I'm getting a strange error with the following code.
I have a class Example
, with a companion object, in which I have defined a string, SIGN
. In class Example
I have a method there I create a regular expression, and I use string interpolation so that I can use SIGN
to build my regular expression.
This compiles, but I get a strange error at runtime. Is this a Scala bug? I'm using Scala 2.10.3 (on Windows 7).
scala> :paste
// Entering paste mode (ctrl-D to finish)
class Example {
import Example._
def regex = s"""$SIGN?\d+""".r
}
object Example {
private val SIGN = """(\+|-)"""
}
// Exiting paste mode, now interpreting.
defined class Example
defined module Example
scala> val e = new Example
e: Example = Example@77c957d9
scala> e.regex
scala.StringContext$InvalidEscapeException: invalid escape character at index 1 in "?\d+"
at scala.StringContext$.treatEscapes(StringContext.scala:229)
at scala.StringContext$$anonfun$s$1.apply(StringContext.scala:90)
at scala.StringContext$$anonfun$s$1.apply(StringContext.scala:90)
at scala.StringContext.standardInterpolator(StringContext.scala:123)
at scala.StringContext.s(StringContext.scala:90)
at Example.regex(<console>:9)
After looking at the stack trace carefully, I see what's happening.
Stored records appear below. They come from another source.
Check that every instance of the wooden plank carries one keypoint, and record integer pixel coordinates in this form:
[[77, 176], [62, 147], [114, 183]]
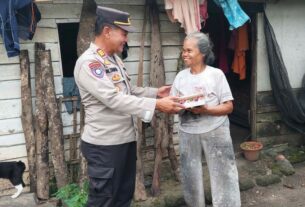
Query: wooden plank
[[124, 2], [54, 47], [132, 67], [165, 26], [47, 35], [169, 52], [268, 117], [10, 126], [292, 140], [13, 125], [170, 76], [10, 108], [47, 23], [12, 71], [135, 11], [60, 11], [11, 89], [12, 139]]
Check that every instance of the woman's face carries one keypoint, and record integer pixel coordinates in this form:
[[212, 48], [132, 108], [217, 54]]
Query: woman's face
[[190, 53]]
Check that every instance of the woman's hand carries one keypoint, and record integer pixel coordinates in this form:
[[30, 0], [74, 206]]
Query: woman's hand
[[163, 91], [199, 110], [219, 110]]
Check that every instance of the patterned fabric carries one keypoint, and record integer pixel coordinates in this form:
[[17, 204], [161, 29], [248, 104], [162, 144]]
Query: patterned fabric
[[233, 12]]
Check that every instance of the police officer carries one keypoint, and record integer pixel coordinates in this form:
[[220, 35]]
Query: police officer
[[110, 101]]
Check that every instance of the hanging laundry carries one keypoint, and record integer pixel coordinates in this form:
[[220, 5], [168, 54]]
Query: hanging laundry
[[27, 19], [233, 12], [222, 55], [203, 10], [239, 42], [185, 12], [70, 89], [16, 15]]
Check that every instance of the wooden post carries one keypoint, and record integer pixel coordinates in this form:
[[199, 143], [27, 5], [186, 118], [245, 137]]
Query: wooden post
[[41, 125], [140, 192], [27, 115], [86, 26], [161, 121], [54, 120], [84, 37], [82, 161]]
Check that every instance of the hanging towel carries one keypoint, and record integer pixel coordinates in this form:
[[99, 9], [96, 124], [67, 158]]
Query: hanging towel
[[241, 42], [222, 55], [9, 26], [185, 12], [27, 19], [70, 89], [203, 9], [18, 18], [233, 12]]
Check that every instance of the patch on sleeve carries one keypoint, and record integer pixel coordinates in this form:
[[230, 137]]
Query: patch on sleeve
[[97, 69]]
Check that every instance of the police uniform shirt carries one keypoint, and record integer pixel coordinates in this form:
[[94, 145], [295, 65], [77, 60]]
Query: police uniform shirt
[[109, 99]]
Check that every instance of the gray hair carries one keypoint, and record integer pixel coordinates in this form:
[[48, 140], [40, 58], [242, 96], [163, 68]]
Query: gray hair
[[204, 45]]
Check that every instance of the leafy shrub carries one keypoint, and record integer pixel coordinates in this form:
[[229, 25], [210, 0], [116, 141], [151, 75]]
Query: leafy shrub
[[72, 195]]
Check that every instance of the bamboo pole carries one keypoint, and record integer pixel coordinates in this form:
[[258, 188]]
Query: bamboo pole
[[161, 121], [41, 124], [140, 192], [27, 116], [54, 121]]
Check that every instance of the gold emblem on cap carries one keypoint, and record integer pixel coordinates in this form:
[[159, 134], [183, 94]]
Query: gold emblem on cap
[[123, 23], [117, 88], [101, 52], [106, 62]]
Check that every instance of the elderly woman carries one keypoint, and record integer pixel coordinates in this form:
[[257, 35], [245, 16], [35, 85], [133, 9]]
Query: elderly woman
[[206, 128]]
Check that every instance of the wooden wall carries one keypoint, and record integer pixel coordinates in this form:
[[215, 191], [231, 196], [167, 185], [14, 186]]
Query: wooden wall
[[12, 142]]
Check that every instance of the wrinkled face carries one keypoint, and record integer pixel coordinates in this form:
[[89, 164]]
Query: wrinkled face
[[116, 38], [190, 53]]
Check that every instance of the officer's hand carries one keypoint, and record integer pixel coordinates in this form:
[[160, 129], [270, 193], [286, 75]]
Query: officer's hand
[[163, 91], [169, 104]]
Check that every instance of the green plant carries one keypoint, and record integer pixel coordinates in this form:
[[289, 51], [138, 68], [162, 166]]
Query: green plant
[[72, 195]]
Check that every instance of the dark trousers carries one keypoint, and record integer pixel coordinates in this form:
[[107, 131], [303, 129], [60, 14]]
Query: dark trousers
[[111, 171]]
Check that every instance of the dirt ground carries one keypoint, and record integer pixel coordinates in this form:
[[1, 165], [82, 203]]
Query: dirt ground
[[289, 193]]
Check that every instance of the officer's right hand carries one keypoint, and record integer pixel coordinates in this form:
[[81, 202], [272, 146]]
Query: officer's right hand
[[169, 104]]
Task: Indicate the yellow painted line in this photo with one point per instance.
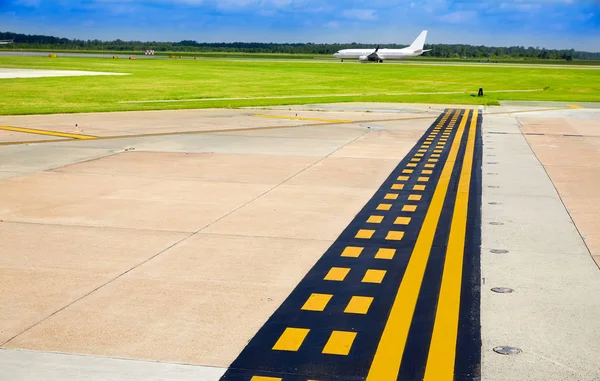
(291, 339)
(442, 351)
(374, 276)
(45, 132)
(317, 302)
(385, 254)
(339, 343)
(359, 305)
(337, 274)
(388, 357)
(300, 118)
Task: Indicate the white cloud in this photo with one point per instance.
(360, 14)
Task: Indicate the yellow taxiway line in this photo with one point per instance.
(46, 132)
(388, 356)
(302, 118)
(442, 351)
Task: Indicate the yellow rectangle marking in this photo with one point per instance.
(300, 118)
(402, 220)
(352, 251)
(409, 208)
(390, 350)
(385, 254)
(394, 236)
(374, 276)
(442, 352)
(359, 305)
(337, 274)
(364, 234)
(339, 343)
(316, 302)
(291, 339)
(45, 132)
(375, 219)
(385, 207)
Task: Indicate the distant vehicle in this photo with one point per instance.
(378, 55)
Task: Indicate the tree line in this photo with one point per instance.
(26, 41)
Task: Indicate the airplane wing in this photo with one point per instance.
(374, 56)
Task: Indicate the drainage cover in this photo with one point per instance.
(502, 290)
(505, 350)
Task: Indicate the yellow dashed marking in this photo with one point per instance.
(339, 343)
(317, 302)
(375, 219)
(337, 274)
(299, 118)
(291, 339)
(385, 254)
(384, 207)
(394, 236)
(359, 305)
(352, 251)
(374, 276)
(409, 208)
(402, 220)
(364, 234)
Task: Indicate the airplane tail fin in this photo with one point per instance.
(419, 42)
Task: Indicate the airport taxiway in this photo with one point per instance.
(161, 244)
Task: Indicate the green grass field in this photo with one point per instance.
(299, 82)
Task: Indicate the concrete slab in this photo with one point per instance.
(45, 268)
(198, 303)
(29, 365)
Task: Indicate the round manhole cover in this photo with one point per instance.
(506, 350)
(502, 290)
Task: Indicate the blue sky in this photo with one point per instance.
(545, 23)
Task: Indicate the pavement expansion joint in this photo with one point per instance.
(395, 296)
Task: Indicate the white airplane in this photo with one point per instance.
(378, 55)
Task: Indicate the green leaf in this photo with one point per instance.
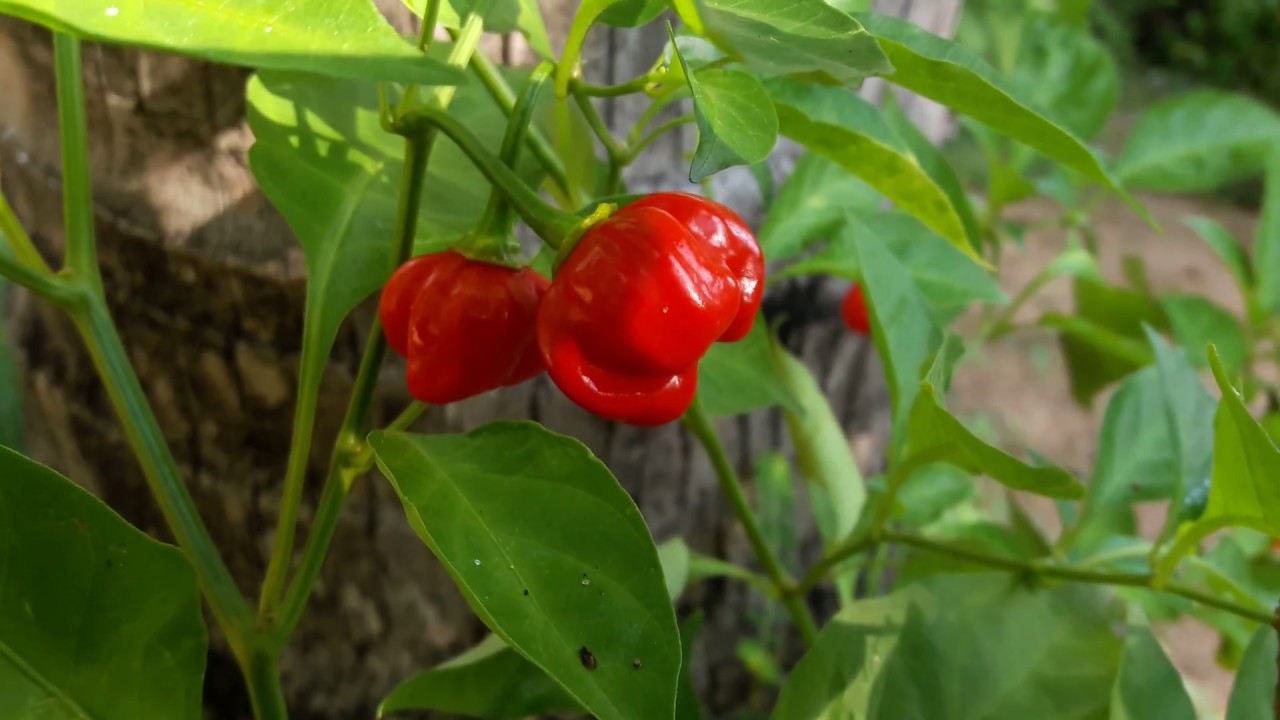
(736, 122)
(1266, 244)
(256, 33)
(812, 205)
(503, 17)
(1244, 490)
(10, 382)
(506, 509)
(1069, 73)
(1198, 142)
(1246, 487)
(324, 162)
(1226, 247)
(1188, 411)
(493, 680)
(836, 488)
(947, 281)
(1256, 682)
(796, 37)
(936, 165)
(632, 13)
(958, 647)
(1104, 341)
(945, 72)
(1197, 322)
(96, 619)
(1148, 686)
(845, 128)
(935, 434)
(488, 680)
(903, 328)
(739, 377)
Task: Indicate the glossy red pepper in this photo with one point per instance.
(640, 300)
(728, 233)
(464, 326)
(854, 311)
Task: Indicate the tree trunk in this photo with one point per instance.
(206, 285)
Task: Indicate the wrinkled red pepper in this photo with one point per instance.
(464, 326)
(854, 311)
(640, 300)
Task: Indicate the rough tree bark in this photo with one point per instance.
(206, 283)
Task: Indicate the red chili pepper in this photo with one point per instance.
(465, 326)
(854, 311)
(640, 300)
(727, 232)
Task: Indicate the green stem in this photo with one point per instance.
(55, 290)
(575, 41)
(24, 250)
(73, 130)
(265, 695)
(497, 219)
(640, 145)
(1078, 574)
(699, 423)
(630, 87)
(161, 472)
(83, 297)
(416, 153)
(549, 223)
(504, 96)
(430, 18)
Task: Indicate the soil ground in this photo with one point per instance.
(1018, 387)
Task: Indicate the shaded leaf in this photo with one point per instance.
(935, 434)
(250, 32)
(1198, 142)
(1197, 322)
(945, 72)
(506, 507)
(96, 619)
(812, 205)
(489, 680)
(846, 130)
(739, 377)
(936, 165)
(800, 36)
(947, 281)
(736, 122)
(954, 648)
(836, 488)
(1256, 682)
(1266, 242)
(1148, 686)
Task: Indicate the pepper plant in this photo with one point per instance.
(951, 604)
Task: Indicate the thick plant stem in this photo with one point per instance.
(18, 240)
(77, 194)
(81, 294)
(699, 423)
(161, 472)
(416, 153)
(263, 678)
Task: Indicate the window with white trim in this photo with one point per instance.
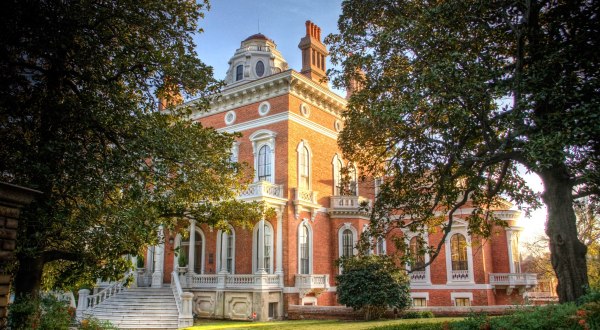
(337, 175)
(239, 72)
(304, 158)
(267, 247)
(263, 146)
(264, 163)
(458, 246)
(304, 248)
(228, 248)
(347, 243)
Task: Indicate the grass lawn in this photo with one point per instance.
(310, 324)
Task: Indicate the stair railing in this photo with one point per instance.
(87, 301)
(183, 301)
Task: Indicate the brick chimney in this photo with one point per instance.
(314, 54)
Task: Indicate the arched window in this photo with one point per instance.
(516, 258)
(458, 247)
(226, 246)
(337, 175)
(347, 243)
(418, 258)
(268, 247)
(264, 163)
(239, 72)
(304, 167)
(304, 248)
(353, 183)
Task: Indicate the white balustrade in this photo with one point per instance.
(263, 189)
(87, 301)
(348, 202)
(513, 279)
(418, 276)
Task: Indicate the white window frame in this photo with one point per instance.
(179, 240)
(468, 295)
(345, 226)
(420, 295)
(336, 162)
(304, 144)
(408, 236)
(220, 250)
(510, 236)
(310, 246)
(459, 227)
(259, 139)
(255, 245)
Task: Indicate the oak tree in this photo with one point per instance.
(456, 99)
(79, 122)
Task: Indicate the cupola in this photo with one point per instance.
(314, 54)
(256, 58)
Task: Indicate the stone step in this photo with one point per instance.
(139, 308)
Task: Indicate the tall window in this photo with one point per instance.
(303, 242)
(185, 249)
(347, 243)
(458, 246)
(516, 258)
(352, 184)
(230, 248)
(264, 163)
(239, 72)
(267, 247)
(304, 164)
(418, 258)
(337, 175)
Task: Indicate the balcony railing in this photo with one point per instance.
(312, 281)
(348, 204)
(234, 281)
(418, 276)
(262, 189)
(513, 279)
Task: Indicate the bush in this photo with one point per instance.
(372, 284)
(45, 312)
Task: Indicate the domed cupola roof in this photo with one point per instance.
(258, 36)
(256, 58)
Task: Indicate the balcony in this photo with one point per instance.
(305, 200)
(348, 206)
(264, 191)
(311, 283)
(511, 281)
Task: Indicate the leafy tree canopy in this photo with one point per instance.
(452, 98)
(372, 283)
(79, 122)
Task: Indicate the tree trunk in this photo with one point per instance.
(566, 251)
(28, 278)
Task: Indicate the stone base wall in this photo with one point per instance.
(238, 305)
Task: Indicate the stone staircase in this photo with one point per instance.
(139, 308)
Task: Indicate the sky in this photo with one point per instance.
(228, 22)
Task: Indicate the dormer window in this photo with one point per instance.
(260, 69)
(239, 72)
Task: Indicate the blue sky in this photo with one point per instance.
(231, 21)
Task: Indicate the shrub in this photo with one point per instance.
(372, 284)
(45, 312)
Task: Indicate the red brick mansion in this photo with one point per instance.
(289, 121)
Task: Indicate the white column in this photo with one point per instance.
(224, 239)
(279, 256)
(157, 276)
(261, 247)
(192, 246)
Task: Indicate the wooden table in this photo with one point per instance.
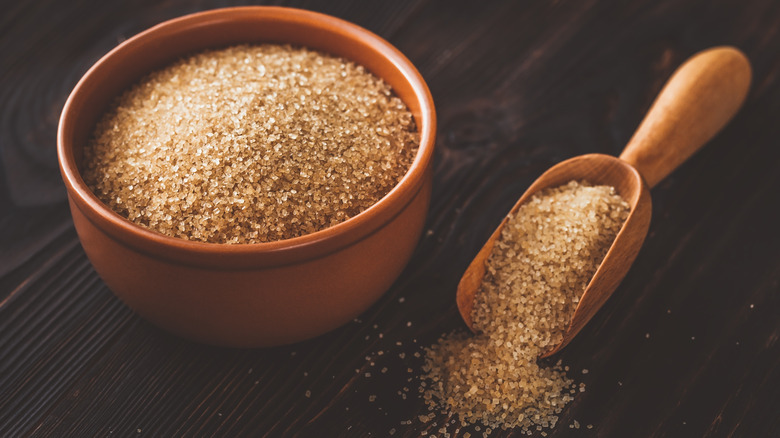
(686, 347)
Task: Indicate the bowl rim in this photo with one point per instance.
(308, 246)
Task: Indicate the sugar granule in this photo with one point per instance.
(546, 255)
(250, 144)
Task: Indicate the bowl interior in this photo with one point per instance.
(164, 43)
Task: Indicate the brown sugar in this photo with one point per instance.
(546, 255)
(250, 144)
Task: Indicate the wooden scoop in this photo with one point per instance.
(699, 99)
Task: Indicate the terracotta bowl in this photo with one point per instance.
(255, 294)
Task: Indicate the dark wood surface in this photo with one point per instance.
(686, 347)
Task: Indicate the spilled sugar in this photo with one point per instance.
(547, 253)
(250, 144)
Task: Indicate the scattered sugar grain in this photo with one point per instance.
(250, 144)
(548, 252)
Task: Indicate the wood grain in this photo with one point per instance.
(686, 347)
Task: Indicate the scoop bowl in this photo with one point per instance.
(697, 102)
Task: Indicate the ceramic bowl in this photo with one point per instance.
(254, 294)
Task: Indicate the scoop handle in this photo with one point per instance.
(698, 101)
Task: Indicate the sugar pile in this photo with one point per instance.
(250, 144)
(547, 254)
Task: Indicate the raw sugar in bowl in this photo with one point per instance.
(248, 294)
You can see that the method s
is executed on the string, which handles the replacement of $SIGN
. That method encounters the \d
in the string and apparently tries to translate this; see the call to treatEscapes
in the stack trace. The treatEscapes
method doesn't recognize \d
and throws an exception.
It can be fixed by writing \\d
in the string, but that defeats the whole purpose of having a triple-quoted string...
Conclusion: It seems like string interpolation and triple-quoted strings interfere with each other. I'd say this is a Scala bug. (Why does the s
method treat escapes?).
edit - This indeed looks like bug SI-6476 as Travis Brown pointed out in a comment.